His lips were parted a quarter inch, still smiling. They never moved while he spoke. And I was never sure whether I was hearing with my ears or brain.
I do not know what was on Colgrave's mind. The sorcerer's remarks did not deflate him. So I presume that he had seen the paradox already.
"Nor can you win redemption simply through performing acts. There must be sincerity." There was no inflection in his voice, but I swear he was mocking us.
I remembered an old friend who had disappeared long ago. Whaleboats had never been very sincere. Unless he had hidden it damned well.
"The damned can be no more damned than they already are," Colgrave countered. A grim rictus of a smile crossed his tortured face. "Perhaps the not-yet-damned can be spared the horror of those who are."
My eyes never left my target, but my mind ran wild and free. This was
Colgrave, the mad captain of the ghost ship? The terror of every man who put to sea? I had known him forever, it seemed, and had never sensed this in him.
We all have our mysterious deeps, I guess. I had been learning a lot about my shipmates lately.
"There is life for you in my service," the sorcerer argued. "There is no life in defying me. What I have once called up I can also banish."

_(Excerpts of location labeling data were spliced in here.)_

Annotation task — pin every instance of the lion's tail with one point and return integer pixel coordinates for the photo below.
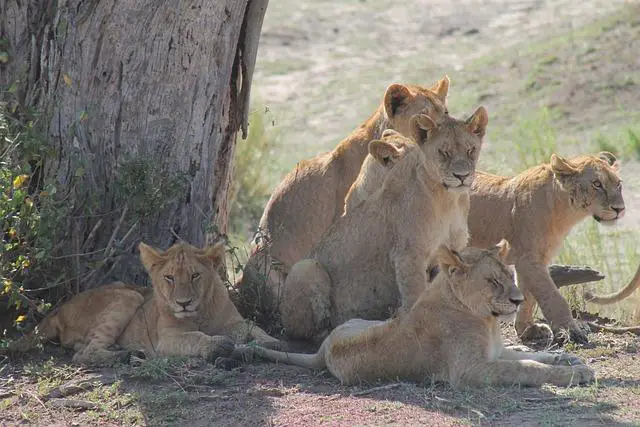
(617, 296)
(313, 361)
(47, 329)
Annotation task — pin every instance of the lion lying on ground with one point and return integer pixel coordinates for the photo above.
(375, 258)
(188, 312)
(535, 210)
(451, 334)
(310, 198)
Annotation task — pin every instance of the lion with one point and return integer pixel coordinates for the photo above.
(535, 210)
(375, 258)
(187, 313)
(451, 334)
(310, 198)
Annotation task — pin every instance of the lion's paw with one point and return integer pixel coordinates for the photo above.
(274, 345)
(568, 359)
(219, 347)
(582, 374)
(244, 352)
(537, 333)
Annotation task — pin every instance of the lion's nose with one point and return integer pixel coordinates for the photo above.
(184, 303)
(461, 176)
(516, 301)
(619, 211)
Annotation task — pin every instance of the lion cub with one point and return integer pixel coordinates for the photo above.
(535, 210)
(375, 258)
(310, 198)
(188, 312)
(451, 334)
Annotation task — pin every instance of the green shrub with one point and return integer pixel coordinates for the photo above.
(29, 215)
(250, 187)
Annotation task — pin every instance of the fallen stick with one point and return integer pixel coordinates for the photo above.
(82, 405)
(374, 389)
(565, 275)
(614, 329)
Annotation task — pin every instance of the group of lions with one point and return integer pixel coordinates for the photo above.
(394, 226)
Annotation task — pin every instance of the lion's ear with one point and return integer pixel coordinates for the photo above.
(215, 253)
(449, 260)
(607, 157)
(383, 151)
(502, 250)
(149, 256)
(441, 88)
(477, 123)
(390, 132)
(561, 166)
(421, 125)
(395, 97)
(610, 158)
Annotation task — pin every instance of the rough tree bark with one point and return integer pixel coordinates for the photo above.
(141, 100)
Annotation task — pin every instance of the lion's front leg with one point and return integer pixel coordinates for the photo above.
(525, 373)
(548, 358)
(534, 279)
(246, 330)
(305, 306)
(194, 343)
(411, 278)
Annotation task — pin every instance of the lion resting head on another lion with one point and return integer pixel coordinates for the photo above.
(311, 197)
(451, 334)
(420, 204)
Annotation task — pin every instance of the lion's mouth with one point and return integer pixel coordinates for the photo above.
(459, 186)
(185, 313)
(599, 219)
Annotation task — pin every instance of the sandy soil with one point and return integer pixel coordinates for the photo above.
(323, 66)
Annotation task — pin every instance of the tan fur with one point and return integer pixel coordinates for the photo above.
(535, 210)
(451, 334)
(188, 312)
(374, 259)
(311, 197)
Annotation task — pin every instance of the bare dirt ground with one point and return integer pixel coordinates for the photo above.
(323, 66)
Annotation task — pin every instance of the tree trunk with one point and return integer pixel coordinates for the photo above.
(140, 101)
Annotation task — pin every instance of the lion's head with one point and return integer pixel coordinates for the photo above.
(183, 276)
(481, 281)
(401, 102)
(592, 183)
(451, 146)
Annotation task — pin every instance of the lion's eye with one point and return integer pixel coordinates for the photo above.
(495, 283)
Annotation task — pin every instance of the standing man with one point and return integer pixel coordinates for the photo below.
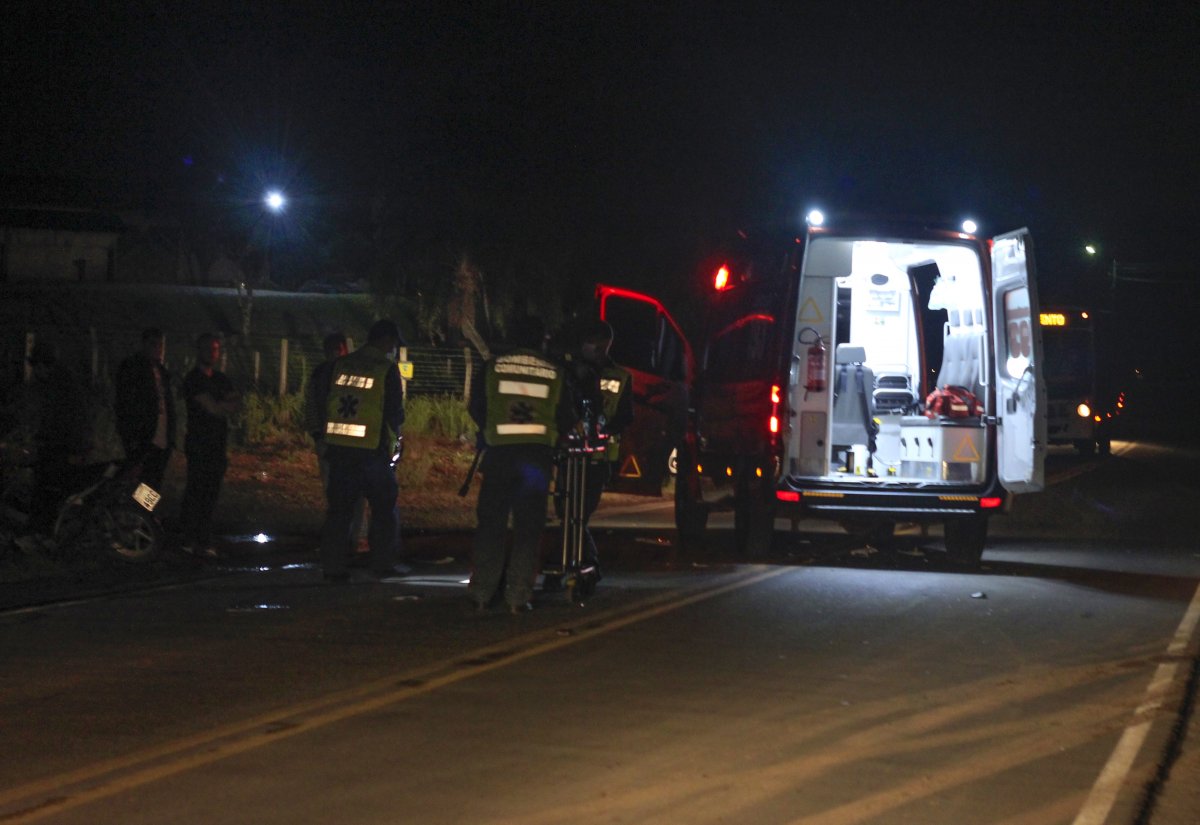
(210, 402)
(521, 408)
(364, 413)
(599, 378)
(145, 409)
(317, 398)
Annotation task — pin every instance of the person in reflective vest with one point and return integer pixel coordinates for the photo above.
(520, 405)
(595, 375)
(364, 413)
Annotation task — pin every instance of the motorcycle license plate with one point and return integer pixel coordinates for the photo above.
(148, 497)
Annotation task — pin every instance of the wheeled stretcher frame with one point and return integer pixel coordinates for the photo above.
(575, 576)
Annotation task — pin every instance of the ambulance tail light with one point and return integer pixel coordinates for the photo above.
(773, 421)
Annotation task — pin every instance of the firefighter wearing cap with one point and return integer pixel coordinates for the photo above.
(598, 377)
(520, 405)
(364, 411)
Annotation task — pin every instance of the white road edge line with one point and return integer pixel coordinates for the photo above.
(1104, 793)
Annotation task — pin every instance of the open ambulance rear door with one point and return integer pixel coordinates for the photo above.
(1020, 390)
(648, 343)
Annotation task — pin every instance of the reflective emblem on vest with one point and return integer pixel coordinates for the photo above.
(354, 413)
(359, 381)
(523, 390)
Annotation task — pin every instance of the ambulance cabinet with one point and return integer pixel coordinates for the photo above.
(941, 450)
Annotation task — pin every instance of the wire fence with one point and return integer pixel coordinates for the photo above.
(263, 363)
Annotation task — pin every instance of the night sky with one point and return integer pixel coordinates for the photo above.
(617, 137)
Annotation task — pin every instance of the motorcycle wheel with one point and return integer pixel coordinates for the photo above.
(131, 534)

"This be no life," the Trolledyngjan muttered. "We be but Oskoreien of the sea."
Priest nodded.
Barley was poised to charge. Colgrave caught his sleeve lightly. Like the faithful old dog he was, Barley relaxed.

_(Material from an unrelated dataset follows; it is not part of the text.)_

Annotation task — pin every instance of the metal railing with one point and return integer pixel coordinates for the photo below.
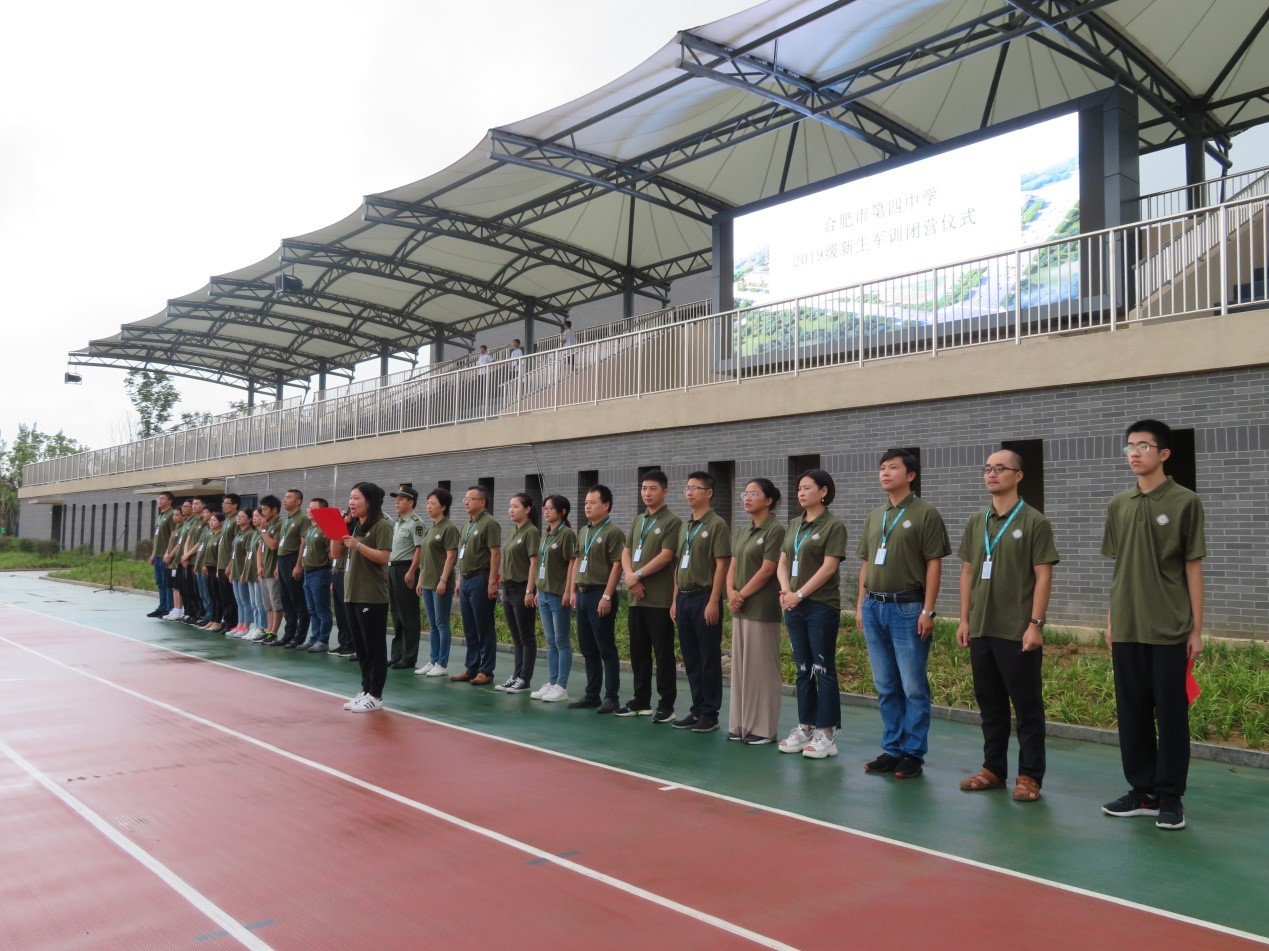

I relaxed too, letting my bow slack to quarter pull. It was one of the most powerful ever made. Even I could not hold it at full draw long.

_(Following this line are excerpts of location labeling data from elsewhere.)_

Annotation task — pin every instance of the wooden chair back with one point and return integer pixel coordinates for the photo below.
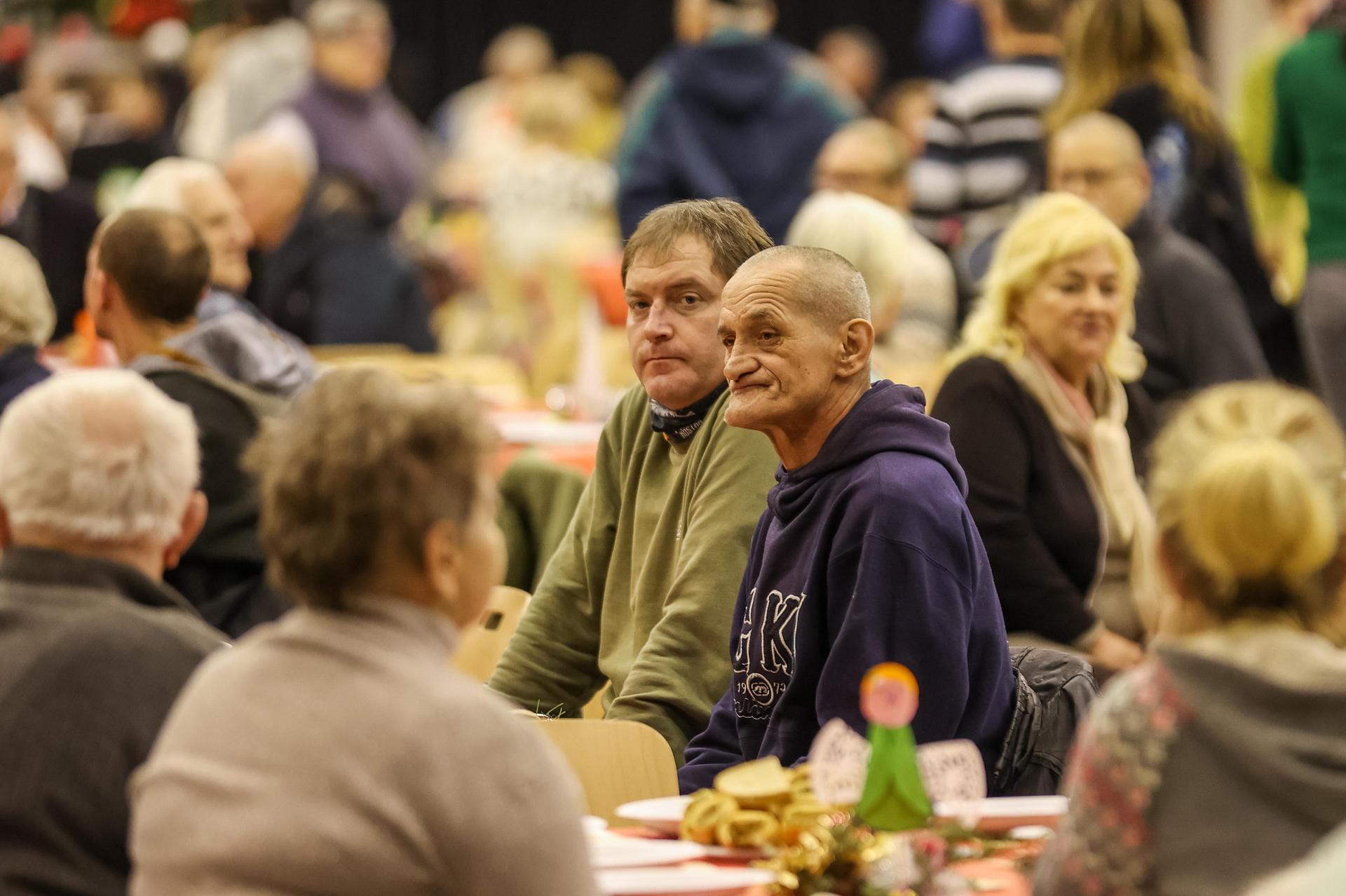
(616, 762)
(482, 646)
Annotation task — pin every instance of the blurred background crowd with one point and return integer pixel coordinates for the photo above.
(459, 177)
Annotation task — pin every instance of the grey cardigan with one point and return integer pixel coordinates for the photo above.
(339, 755)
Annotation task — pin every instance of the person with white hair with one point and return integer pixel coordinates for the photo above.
(146, 279)
(97, 499)
(231, 334)
(26, 320)
(326, 271)
(346, 118)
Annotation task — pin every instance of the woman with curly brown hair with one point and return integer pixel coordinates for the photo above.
(336, 752)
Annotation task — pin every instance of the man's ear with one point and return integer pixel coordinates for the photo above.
(6, 534)
(193, 520)
(857, 345)
(443, 559)
(96, 291)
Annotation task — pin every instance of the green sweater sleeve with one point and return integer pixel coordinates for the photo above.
(551, 663)
(684, 665)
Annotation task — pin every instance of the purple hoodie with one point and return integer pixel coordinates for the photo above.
(864, 555)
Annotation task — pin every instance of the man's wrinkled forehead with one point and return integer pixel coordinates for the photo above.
(772, 285)
(677, 262)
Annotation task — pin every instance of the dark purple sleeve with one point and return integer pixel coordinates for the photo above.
(714, 749)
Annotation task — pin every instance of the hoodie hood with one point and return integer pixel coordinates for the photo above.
(888, 419)
(733, 73)
(1268, 701)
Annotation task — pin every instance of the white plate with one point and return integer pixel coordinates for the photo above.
(705, 880)
(1005, 813)
(662, 814)
(611, 850)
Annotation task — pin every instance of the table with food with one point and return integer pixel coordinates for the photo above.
(860, 817)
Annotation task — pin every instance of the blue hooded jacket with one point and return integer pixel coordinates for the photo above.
(737, 117)
(864, 555)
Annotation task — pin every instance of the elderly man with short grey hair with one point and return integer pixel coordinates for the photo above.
(97, 498)
(27, 319)
(229, 335)
(867, 552)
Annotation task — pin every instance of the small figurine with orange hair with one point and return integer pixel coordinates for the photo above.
(894, 796)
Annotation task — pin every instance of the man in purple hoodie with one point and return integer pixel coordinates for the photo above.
(867, 552)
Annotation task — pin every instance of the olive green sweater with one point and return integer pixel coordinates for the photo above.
(1312, 137)
(642, 587)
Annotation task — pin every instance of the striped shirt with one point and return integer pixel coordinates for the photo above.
(983, 149)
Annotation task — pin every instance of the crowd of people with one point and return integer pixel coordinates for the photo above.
(1027, 379)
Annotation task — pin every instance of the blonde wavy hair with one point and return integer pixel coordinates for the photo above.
(1248, 493)
(1049, 231)
(1112, 45)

I stopped watching the sorcerer's eyes. There was something hypnotic about them, something aimed specially at me.
His hands caught my attention. They began moving as he argued with Colgrave, and I ignored his words for fear there would be something compelling hidden in his voice. His hands, too, were playing at treacheries.
I whipped my shaft back to my ear.
His hands dropped into his lap. He stopped talking, closed his eyes.
A wave of power inundated me. The creature was terrified of me! Of me!
It was the power I had felt as Dragon's second most famous crewman, while standing on her poop as we bore down on a victim, my arrows about to slay her helmsman and officers. It was the power that had made me the second most feared phenomenon of the western seas.
It was the absolute power of life and death.
And in that way, I soon realized, he was using me too.
I had the power, and he did fear me, but he was playing to my weakness for that power, hoping that it would betray me into his hands. In fact, he was counting on using all our weaknessess....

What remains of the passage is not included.